General Kagame says he never made a threat to withdraw peacekeeping troops
As reported by journalist Joe Lauria in the Wall Street Journal, talking about the threat to withdraw Rwandan troops from the UN peacekeeping force in Sudan if UN published the Genocide report, embattled General Kagame said he had never made such a “threat,” but added that if the U.N. decided to pursue the report’s allegations in a court, he would reconsider.
Here is how WSJ reports the news:
Rwanda to Keep U.N. Contingent
NEW YORK—Rwandan President Paul Kagame on Thursday backed away from a threat to withdraw his country’s troops from a peacekeeping mission in Sudan if the United Nations published a report accusing Rwandan soldiers of genocide in neighboring Congo in the late 1990s.
“That is not on the table,” Mr. Kagame said in an interview on the sidelines of the U.N. General Assembly. Mr. Kagame said he had never made such a “threat,” but added that if the U.N. decided to pursue the report’s allegations in a court, he would reconsider.
The 509-page report by the U.N.’s High Commissioner for Human Rights was leaked in August, setting off a diplomatic crisis.
Rwandan Foreign Minister Louise Mushikiwabo, who called the charges “absurd,” said in a letter to the U.N. following the leak that “attempts to take action on this report—either through its release or leaks to the media— … will force us to withdraw from Rwanda’s various commitments to the United Nations, especially in the area of peacekeeping.”
U.N. Secretary-General Ban Ki-moon flew to Kigali, the Rwandan capital, earlier this month to plead with Mr. Kagame not to pull the country’s 3,000 troops out of Sudan just months before a crucial referendum on independence for southern Sudan. Diplomats fear war could break out if the referendum isn’t held and the south declares unilateral independence. The withdrawal of Rwandan troops from the 20,000-strong hybrid U.N.-African Union peace force could further destabilize the country, U.N officials said.
“The secretary-general would strongly hope that Rwanda would keep up the excellent work that it has done up to now in peacekeeping operations,” U.N. spokesman Martin Nesirsky said Thursday.
U.S. officials couldn’t be reached to comment on Mr. Kagame’s remarks Thursday.

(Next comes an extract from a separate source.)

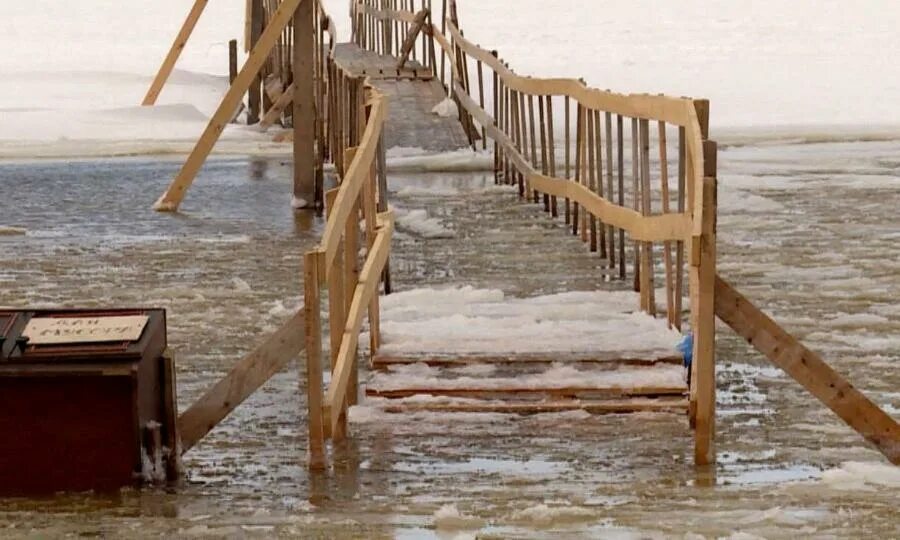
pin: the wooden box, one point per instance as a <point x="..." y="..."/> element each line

Despite Rwanda’s initial reaction, Mr. Ban said the report would be released on Oct. 1. The leaked draft documents mass murders, rapes and other abuses committed in Congo from 1993 to 2003 by several armed groups, including the Rwandan army. The draft, a copy of which was seen by The Wall Street Journal, says Rwandan forces hunted down and killed “tens of thousands” of Rwandan Hutus living as refugees in Congo in 1996 and 1997, when the country was known as Zaire.

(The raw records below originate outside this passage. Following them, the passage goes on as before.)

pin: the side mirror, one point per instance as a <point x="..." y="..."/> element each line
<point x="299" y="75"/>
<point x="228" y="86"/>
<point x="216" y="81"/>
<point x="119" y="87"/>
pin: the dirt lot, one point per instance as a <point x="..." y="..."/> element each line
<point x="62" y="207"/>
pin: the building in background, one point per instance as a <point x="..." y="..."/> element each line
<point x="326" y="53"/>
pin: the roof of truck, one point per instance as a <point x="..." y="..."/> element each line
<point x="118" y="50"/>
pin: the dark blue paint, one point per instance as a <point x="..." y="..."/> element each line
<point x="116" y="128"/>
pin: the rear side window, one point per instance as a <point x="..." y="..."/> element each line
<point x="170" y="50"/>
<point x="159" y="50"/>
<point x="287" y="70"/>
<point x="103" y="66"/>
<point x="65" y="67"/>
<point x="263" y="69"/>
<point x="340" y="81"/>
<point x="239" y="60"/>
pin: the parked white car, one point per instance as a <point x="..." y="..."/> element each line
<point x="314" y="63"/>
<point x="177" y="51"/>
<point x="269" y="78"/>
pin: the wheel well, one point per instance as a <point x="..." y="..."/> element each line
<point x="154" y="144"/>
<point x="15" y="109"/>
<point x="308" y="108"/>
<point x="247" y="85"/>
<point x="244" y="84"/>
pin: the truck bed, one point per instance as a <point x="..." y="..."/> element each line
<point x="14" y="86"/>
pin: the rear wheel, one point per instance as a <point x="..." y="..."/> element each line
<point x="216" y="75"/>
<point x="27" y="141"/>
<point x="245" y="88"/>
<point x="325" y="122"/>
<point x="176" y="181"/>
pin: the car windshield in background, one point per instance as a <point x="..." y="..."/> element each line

The soldiers were ostensibly tracking suspects of the 1994 genocide in Rwanda. But according to the U.N. report, they often made little or no effort to distinguish genocide suspects from innocent refugees. Groups of people were shot, raped, burned or beaten, it says. “The majority of the victims were children, women, elderly people and the sick, who posed no threat to the attacking forces,” the report says.
Mr. Kagame said some Rwandan soldiers had been disciplined during this period, but “it doesn’t amount to anything near to what is being talked about in the report.”

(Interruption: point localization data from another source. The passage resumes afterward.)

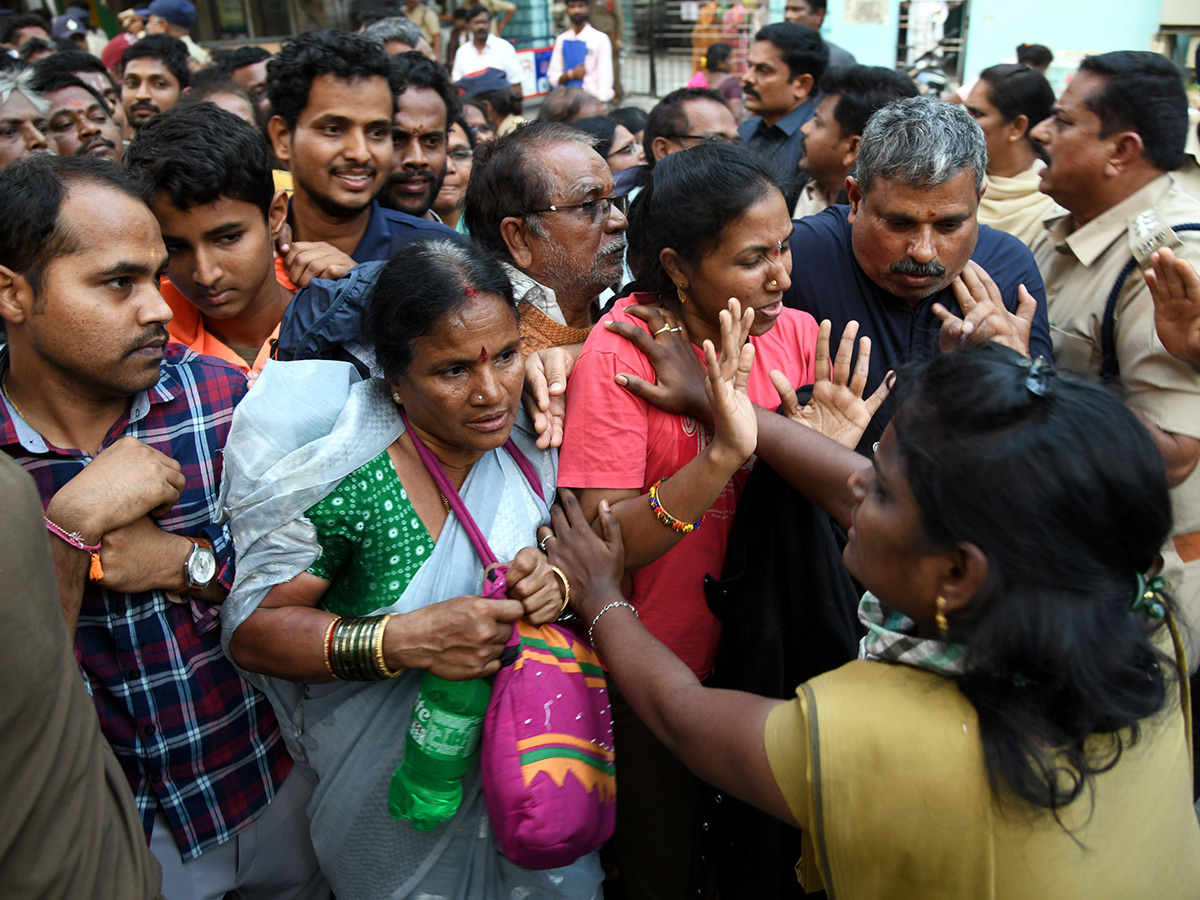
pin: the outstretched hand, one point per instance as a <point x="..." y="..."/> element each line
<point x="838" y="408"/>
<point x="593" y="563"/>
<point x="733" y="418"/>
<point x="679" y="387"/>
<point x="984" y="315"/>
<point x="545" y="390"/>
<point x="306" y="261"/>
<point x="1175" y="289"/>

U.N. investigators also accuse Rwanda of smuggling illegally mined minerals out of Congo. Mr. Kagame said in the interview that U.S., British, Canadian, French and Belgian mining companies should be asked what they were doing in Congo. These “companies … have been exploiting the minerals of the Congo in many ways,” he said, while Rwanda hadn’t profited at all.